L'uomo colpito dall'ICE rischia l'accusa di "aggressione": l'FBI arresta un caso controverso

Caso controverso in quanto il californiano Carlos Ivan Mendoza Hernandez, colpito in faccia dagli agenti dell'ICE, è ora arrestato e accusato di "aggressione" a un ufficiale federale.
Carlos Ivan Mendoza Hernandez, un californiano di 36 anni ucciso da agenti dell'ICE (Immigration and Customs Enforcement) statunitense) in aprile, è stato arrestato dall'FBI e accusato di aggressione a un ufficiale federale.
L'incidente è avvenuto il 7 aprile a Patterson, una cittadina rurale nella valle centrale della California. circa 80 miglia a sud-est di San Francisco.
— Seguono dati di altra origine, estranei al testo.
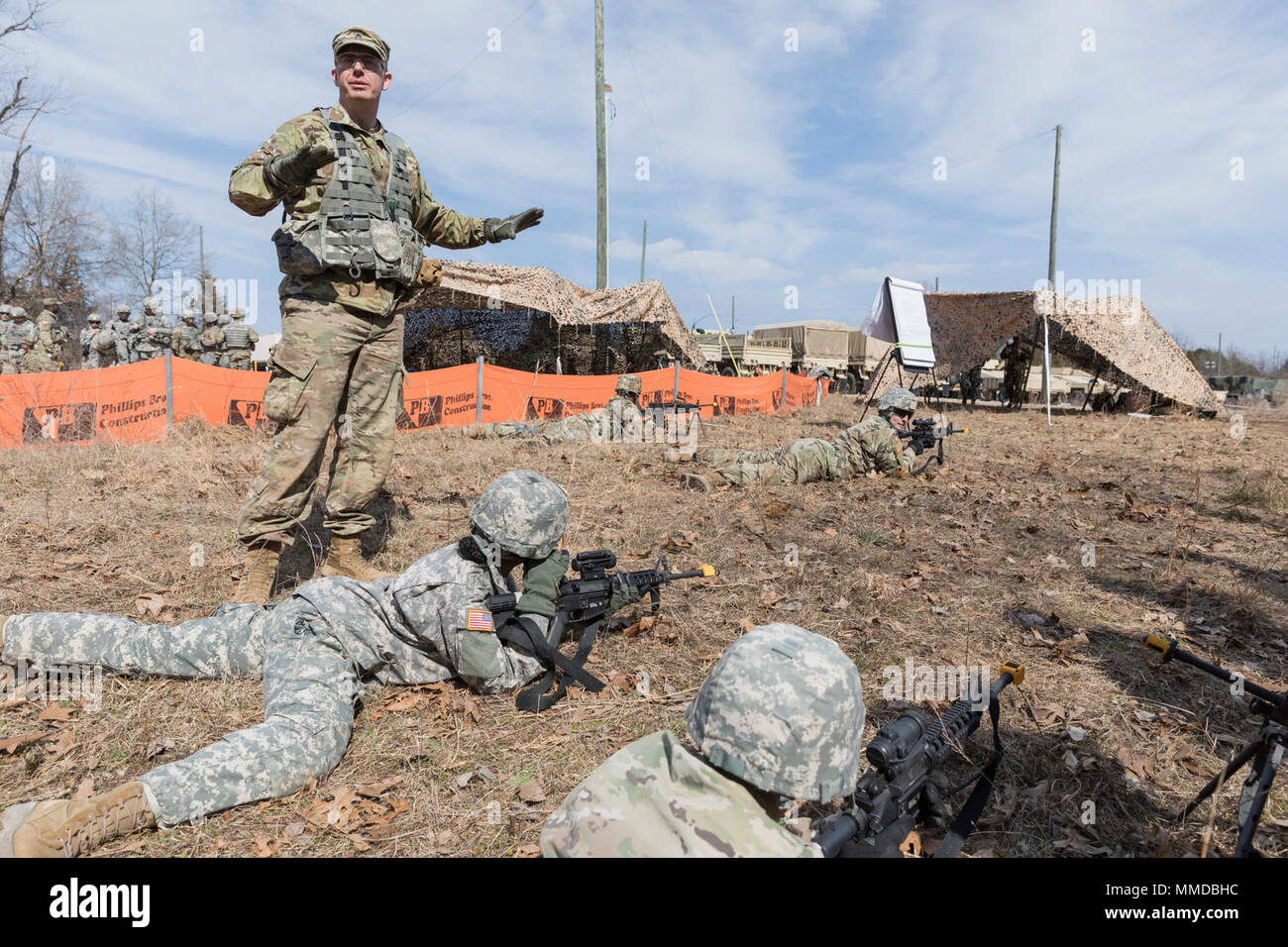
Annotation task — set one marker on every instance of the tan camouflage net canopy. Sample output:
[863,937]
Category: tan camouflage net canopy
[536,313]
[1115,337]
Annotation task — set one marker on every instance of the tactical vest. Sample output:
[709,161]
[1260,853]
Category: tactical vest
[237,337]
[359,228]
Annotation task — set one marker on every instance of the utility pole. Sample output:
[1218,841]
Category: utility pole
[1046,328]
[643,249]
[201,253]
[600,157]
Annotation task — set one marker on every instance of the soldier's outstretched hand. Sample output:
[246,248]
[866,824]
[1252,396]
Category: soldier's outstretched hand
[496,230]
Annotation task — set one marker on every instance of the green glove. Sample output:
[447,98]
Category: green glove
[494,230]
[621,595]
[541,583]
[296,167]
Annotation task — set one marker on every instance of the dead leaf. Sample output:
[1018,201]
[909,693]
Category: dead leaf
[376,788]
[56,711]
[12,745]
[531,791]
[644,624]
[150,603]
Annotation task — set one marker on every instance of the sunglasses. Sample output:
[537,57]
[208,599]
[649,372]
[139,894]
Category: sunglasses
[369,60]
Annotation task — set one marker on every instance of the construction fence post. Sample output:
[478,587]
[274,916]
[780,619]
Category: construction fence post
[168,394]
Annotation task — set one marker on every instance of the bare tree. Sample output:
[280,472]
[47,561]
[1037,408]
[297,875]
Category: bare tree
[150,241]
[17,107]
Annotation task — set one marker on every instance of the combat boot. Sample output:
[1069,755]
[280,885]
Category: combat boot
[344,558]
[259,571]
[71,827]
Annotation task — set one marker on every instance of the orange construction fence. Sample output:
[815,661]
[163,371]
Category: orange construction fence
[140,402]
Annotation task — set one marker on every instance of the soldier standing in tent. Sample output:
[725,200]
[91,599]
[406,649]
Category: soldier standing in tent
[240,341]
[359,217]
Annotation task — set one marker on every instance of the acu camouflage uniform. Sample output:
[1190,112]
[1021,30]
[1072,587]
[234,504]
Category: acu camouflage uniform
[868,446]
[342,343]
[782,711]
[313,652]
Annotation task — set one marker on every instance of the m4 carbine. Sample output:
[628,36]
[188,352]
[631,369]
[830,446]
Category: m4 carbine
[898,789]
[584,602]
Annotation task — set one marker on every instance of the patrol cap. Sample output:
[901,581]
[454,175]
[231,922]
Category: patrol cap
[361,37]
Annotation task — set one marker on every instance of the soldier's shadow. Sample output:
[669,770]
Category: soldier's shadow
[303,560]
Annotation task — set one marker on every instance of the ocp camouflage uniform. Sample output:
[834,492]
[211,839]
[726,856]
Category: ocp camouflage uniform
[239,341]
[656,797]
[868,446]
[18,331]
[185,342]
[313,651]
[342,343]
[102,351]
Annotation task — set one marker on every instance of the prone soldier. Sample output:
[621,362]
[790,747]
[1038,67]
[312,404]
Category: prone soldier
[725,793]
[312,651]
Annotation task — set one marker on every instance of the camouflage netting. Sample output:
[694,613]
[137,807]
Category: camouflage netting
[544,316]
[1113,338]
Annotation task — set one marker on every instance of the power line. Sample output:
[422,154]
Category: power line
[430,93]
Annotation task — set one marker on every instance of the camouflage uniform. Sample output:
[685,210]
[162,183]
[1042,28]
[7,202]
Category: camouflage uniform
[127,333]
[312,651]
[20,330]
[154,337]
[782,711]
[239,342]
[51,334]
[185,342]
[342,346]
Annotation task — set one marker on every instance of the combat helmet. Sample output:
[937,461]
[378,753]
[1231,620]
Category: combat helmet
[897,398]
[782,710]
[520,513]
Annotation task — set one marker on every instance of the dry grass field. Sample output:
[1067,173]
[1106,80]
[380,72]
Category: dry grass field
[1059,548]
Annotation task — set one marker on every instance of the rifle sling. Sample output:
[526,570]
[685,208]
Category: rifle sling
[965,822]
[526,634]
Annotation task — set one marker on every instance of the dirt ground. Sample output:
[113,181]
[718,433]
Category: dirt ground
[1057,548]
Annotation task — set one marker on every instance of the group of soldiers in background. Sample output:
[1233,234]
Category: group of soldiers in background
[31,347]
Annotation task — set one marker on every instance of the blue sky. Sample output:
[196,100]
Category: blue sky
[768,167]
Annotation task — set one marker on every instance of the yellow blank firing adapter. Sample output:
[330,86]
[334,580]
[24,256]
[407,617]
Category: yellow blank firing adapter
[1158,643]
[1016,669]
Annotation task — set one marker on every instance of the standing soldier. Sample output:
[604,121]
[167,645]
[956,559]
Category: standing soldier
[185,341]
[5,325]
[359,218]
[51,334]
[102,350]
[155,337]
[240,342]
[20,331]
[211,338]
[125,331]
[34,359]
[93,326]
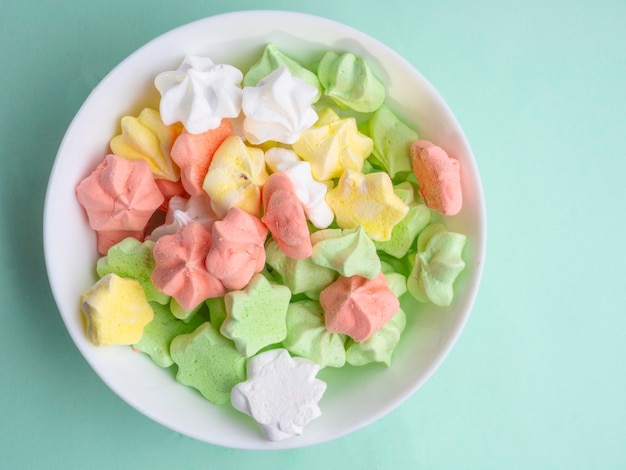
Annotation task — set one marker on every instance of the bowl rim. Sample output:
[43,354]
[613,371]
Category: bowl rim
[480,242]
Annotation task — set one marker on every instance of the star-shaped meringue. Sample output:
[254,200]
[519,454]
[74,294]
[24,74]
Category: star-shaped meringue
[146,137]
[333,145]
[180,269]
[255,316]
[367,200]
[235,177]
[281,393]
[208,362]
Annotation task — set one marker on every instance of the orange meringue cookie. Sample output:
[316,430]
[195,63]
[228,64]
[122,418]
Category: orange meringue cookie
[357,306]
[193,154]
[120,194]
[285,218]
[237,251]
[180,269]
[439,177]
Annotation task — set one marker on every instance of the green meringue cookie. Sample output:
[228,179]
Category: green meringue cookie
[159,333]
[255,316]
[380,346]
[308,337]
[392,142]
[217,311]
[438,263]
[396,281]
[208,362]
[299,275]
[181,313]
[404,233]
[133,259]
[272,59]
[350,252]
[349,81]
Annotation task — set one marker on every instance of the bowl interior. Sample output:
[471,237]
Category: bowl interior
[355,396]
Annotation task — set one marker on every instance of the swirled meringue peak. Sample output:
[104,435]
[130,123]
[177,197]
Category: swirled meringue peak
[312,193]
[278,108]
[199,94]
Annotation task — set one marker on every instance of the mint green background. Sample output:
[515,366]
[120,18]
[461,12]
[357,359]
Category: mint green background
[538,377]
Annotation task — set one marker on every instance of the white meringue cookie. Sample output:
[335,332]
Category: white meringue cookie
[281,393]
[182,212]
[199,94]
[310,192]
[278,108]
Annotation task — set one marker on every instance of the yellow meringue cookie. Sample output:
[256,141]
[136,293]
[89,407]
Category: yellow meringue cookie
[145,137]
[333,145]
[116,310]
[369,201]
[235,177]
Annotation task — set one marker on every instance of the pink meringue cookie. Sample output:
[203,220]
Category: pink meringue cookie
[193,154]
[106,239]
[357,306]
[284,217]
[311,192]
[439,177]
[180,269]
[278,108]
[237,251]
[119,195]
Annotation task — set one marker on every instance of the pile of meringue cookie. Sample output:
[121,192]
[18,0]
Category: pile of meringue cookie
[257,228]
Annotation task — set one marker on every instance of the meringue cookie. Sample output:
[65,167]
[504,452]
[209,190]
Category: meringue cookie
[116,311]
[182,212]
[180,269]
[284,217]
[281,393]
[146,137]
[208,362]
[159,333]
[380,346]
[272,59]
[367,200]
[392,141]
[301,276]
[255,316]
[404,232]
[199,94]
[439,177]
[357,306]
[333,145]
[235,177]
[120,194]
[349,81]
[278,108]
[350,252]
[237,251]
[133,259]
[308,337]
[312,193]
[193,154]
[438,263]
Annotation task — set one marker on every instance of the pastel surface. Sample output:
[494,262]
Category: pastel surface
[208,362]
[116,311]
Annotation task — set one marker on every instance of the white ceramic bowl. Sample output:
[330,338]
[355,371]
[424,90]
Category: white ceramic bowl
[355,397]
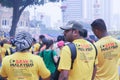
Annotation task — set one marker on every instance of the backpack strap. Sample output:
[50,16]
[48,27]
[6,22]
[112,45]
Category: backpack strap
[95,50]
[73,52]
[96,53]
[52,56]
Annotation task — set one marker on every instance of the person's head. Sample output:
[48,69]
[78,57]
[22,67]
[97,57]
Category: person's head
[60,37]
[49,44]
[34,41]
[85,33]
[23,41]
[60,44]
[72,30]
[41,37]
[99,28]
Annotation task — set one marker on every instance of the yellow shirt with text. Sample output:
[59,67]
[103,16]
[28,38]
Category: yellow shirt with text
[23,66]
[108,55]
[83,63]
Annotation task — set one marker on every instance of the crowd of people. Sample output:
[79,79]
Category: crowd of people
[25,58]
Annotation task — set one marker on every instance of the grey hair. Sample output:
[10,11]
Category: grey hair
[23,41]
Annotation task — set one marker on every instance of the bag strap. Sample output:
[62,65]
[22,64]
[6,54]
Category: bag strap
[95,50]
[73,52]
[96,53]
[52,56]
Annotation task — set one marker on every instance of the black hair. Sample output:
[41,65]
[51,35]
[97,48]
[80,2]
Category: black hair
[41,36]
[34,40]
[85,33]
[60,38]
[1,44]
[99,24]
[49,43]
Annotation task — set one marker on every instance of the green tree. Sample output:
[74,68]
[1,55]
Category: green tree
[18,7]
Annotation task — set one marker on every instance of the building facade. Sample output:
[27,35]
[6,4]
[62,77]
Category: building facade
[88,10]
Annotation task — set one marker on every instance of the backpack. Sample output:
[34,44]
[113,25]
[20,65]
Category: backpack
[73,56]
[10,51]
[52,56]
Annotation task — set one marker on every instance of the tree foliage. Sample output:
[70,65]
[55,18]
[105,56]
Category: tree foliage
[18,7]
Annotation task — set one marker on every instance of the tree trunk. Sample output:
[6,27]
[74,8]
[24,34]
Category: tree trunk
[15,20]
Secondo quanto riferito, Mendoza Hernandez è stato colpito da più di sei proiettili, anche al volto, secondo il suo avvocato.
Il Dipartimento per la Sicurezza Interna (DHS) è stato accusato di aver rilasciato dichiarazioni false e fuorvianti sulla sparatoria e sugli eventi che l'hanno preceduta. Le autorità sostengono che Mendoza Hernandez abbia aggredito gli agenti dell'ICE, ma il suo avvocato contesta questa versione.